The WSJ reports in its front-page business news box, and the WP stuffs, word that Microsoft has settled antitrust claims filed against it by New Mexico, one of 19 states that had backed the U.S. government's lawsuit against the firm. The New Mexico attorney general cited the recent federal appeals court decision and the concessions about browser bundling and placement that MS made this week. The Journal has a source saying that Microsoft is in talks with other states in search of further settlements.

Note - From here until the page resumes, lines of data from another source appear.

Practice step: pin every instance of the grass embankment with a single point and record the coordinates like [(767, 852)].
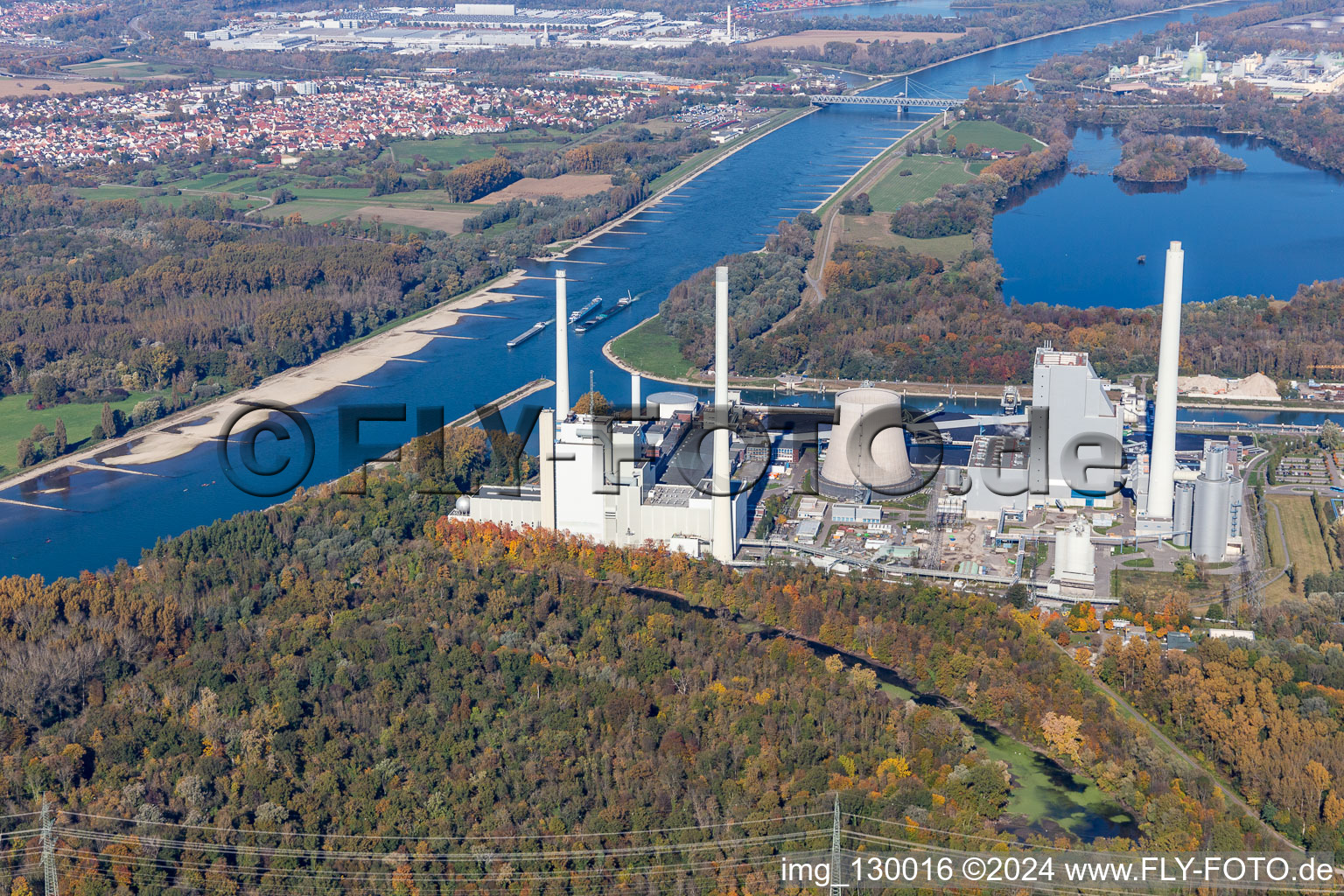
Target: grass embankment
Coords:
[(918, 178), (17, 424), (649, 349), (709, 156), (1306, 544), (1146, 584), (928, 175), (988, 135)]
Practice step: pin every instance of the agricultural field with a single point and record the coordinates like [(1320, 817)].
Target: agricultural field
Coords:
[(17, 422), (11, 88), (1306, 546), (144, 193), (127, 69), (472, 147), (324, 205), (988, 135), (564, 187), (928, 175), (649, 349), (875, 230)]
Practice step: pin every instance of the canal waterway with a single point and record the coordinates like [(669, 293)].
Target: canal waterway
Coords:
[(72, 519)]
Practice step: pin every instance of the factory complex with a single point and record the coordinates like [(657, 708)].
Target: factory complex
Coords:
[(464, 25), (1045, 497), (1288, 75)]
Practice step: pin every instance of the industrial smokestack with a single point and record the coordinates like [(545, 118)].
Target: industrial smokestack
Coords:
[(1161, 476), (562, 348), (722, 543)]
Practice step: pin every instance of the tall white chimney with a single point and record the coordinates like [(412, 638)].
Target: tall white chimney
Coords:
[(722, 543), (1161, 472), (562, 348)]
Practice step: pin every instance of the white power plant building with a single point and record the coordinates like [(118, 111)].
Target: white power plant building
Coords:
[(605, 479), (1216, 511), (1074, 557), (1073, 454), (1085, 444)]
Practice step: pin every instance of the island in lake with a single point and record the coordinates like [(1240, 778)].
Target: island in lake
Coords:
[(1166, 158)]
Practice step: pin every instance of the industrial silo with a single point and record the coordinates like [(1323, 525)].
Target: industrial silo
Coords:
[(1213, 507), (1074, 555), (867, 444), (1183, 514)]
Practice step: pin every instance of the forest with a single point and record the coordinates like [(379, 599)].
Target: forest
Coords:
[(1266, 713), (359, 665), (762, 289)]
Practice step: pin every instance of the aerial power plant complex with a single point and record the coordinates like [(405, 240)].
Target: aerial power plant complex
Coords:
[(628, 481), (1066, 473)]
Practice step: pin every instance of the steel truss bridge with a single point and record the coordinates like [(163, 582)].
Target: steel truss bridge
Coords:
[(900, 102)]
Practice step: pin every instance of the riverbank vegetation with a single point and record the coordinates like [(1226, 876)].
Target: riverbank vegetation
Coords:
[(1167, 158), (115, 290)]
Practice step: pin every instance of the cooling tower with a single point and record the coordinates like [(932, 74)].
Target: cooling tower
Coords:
[(1184, 514), (867, 444)]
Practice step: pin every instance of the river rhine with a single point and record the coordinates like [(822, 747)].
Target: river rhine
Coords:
[(93, 517)]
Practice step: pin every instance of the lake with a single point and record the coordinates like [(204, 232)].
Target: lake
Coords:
[(78, 517), (1074, 240)]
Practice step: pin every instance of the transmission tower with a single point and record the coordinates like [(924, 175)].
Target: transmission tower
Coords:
[(49, 852), (836, 887)]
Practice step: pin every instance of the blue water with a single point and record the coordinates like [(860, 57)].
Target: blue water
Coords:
[(90, 519), (1265, 230)]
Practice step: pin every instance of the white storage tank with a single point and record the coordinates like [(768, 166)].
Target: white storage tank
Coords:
[(1213, 508), (1183, 514), (1074, 560)]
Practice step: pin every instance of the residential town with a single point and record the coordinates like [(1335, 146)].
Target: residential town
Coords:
[(290, 117), (17, 19)]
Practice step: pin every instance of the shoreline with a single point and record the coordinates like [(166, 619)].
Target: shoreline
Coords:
[(746, 140), (180, 433), (885, 80)]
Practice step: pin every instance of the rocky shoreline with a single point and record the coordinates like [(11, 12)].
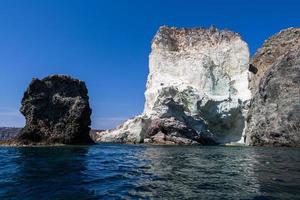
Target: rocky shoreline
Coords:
[(202, 88)]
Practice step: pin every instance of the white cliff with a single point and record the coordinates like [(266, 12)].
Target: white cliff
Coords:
[(197, 83)]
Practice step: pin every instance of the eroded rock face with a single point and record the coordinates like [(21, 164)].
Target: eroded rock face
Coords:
[(198, 81), (172, 131), (274, 114), (57, 111)]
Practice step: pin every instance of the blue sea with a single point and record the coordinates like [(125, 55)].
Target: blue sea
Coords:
[(118, 171)]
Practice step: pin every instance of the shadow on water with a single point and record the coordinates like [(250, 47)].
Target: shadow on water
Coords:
[(112, 171), (48, 173), (220, 173)]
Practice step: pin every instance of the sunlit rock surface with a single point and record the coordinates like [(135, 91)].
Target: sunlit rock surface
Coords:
[(198, 80), (274, 113)]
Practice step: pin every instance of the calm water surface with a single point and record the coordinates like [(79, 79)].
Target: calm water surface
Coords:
[(111, 171)]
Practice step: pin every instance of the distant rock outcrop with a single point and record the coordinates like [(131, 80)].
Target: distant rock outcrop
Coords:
[(197, 90), (274, 114), (57, 111)]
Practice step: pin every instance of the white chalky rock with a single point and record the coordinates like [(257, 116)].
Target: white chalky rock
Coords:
[(204, 72)]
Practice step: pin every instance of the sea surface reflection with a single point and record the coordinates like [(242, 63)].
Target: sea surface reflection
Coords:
[(112, 171)]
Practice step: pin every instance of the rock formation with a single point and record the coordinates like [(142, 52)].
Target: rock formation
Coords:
[(197, 90), (274, 113), (57, 111)]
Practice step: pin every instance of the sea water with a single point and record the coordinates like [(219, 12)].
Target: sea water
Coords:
[(115, 171)]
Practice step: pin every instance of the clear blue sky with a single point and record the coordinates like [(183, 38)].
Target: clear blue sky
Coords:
[(106, 43)]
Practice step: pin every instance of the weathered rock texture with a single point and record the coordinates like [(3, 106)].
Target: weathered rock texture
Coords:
[(57, 110), (274, 114), (197, 90)]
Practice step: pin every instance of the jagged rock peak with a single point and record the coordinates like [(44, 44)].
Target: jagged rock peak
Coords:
[(177, 39), (57, 111), (197, 89)]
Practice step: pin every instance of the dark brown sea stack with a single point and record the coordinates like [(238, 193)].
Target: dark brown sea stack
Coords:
[(274, 114), (57, 111)]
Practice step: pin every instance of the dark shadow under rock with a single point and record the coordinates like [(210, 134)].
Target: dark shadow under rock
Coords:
[(173, 131)]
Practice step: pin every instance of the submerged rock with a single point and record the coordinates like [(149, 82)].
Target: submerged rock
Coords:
[(57, 111), (197, 89), (274, 113)]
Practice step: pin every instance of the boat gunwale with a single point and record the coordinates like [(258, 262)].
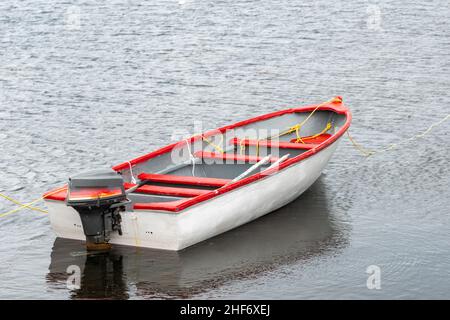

The WSJ front-features the problem the U.S. military is having with a virus that appears to be mostly of its own making. The adenovirus isn't much trouble most places, but it is in military boot camps because of their close quarters and constant stress. Indeed, in recent months two recruits have died from the virus' complications. This was unheard of for years before 1999, when the Pentagon stopped inoculating recruits with the vaccine that defeats the bug. The Journal says the vaccinations were phased out because the U.S. military decided not to make a modest (about $5 million) investment in keeping the main supplier's production lines up to speed, money the company says it needed because the only real market for the drug is ... basic training camps. And then the company gave the Pentagon plenty of advance warning that it would stop producing the vaccine and even offered to share its technology with future manufacturers. And yet the uniforms decided to cut costs by instead looking into such countermeasures as hand-washing and putting bunks further apart. This past January, the military has asked potential suppliers to submit proposals for producing the vaccine again, a proposition that will be much more expensive now than if supply continuity had been maintained. And, reports the Journal, the soonest the vaccine could be in the pipeline is three to five years.
The NYT's medical reporter Lawrence Altman seems to have discovered a new problem that comes with that artificial heart implanted in a man in Louisville, Ky.: Its manufacturer, Abiomed, is restricting news about the recipient's condition.
USA Today's "Nation" Page 3 is two-thirds Levy/Condit. The page goes high with word that federal prosecutors, with an eye toward a possible obstruction of justice case against Rep. Gary Condit, have questioned a San Francisco flight attendant for a second time concerning her allegations that Condit had asked her to sign an affidavit falsely denying they'd had an affair. The flight attendant's lawyer is quoted saying that he believes the investigators who talked to her are conducting "a criminal inquiry." The paper also reports that authorities have requested the personnel files of a friend and former co-worker of Chandra Levy's. Question: Is it cricket to print his name, as USAT did, at this point?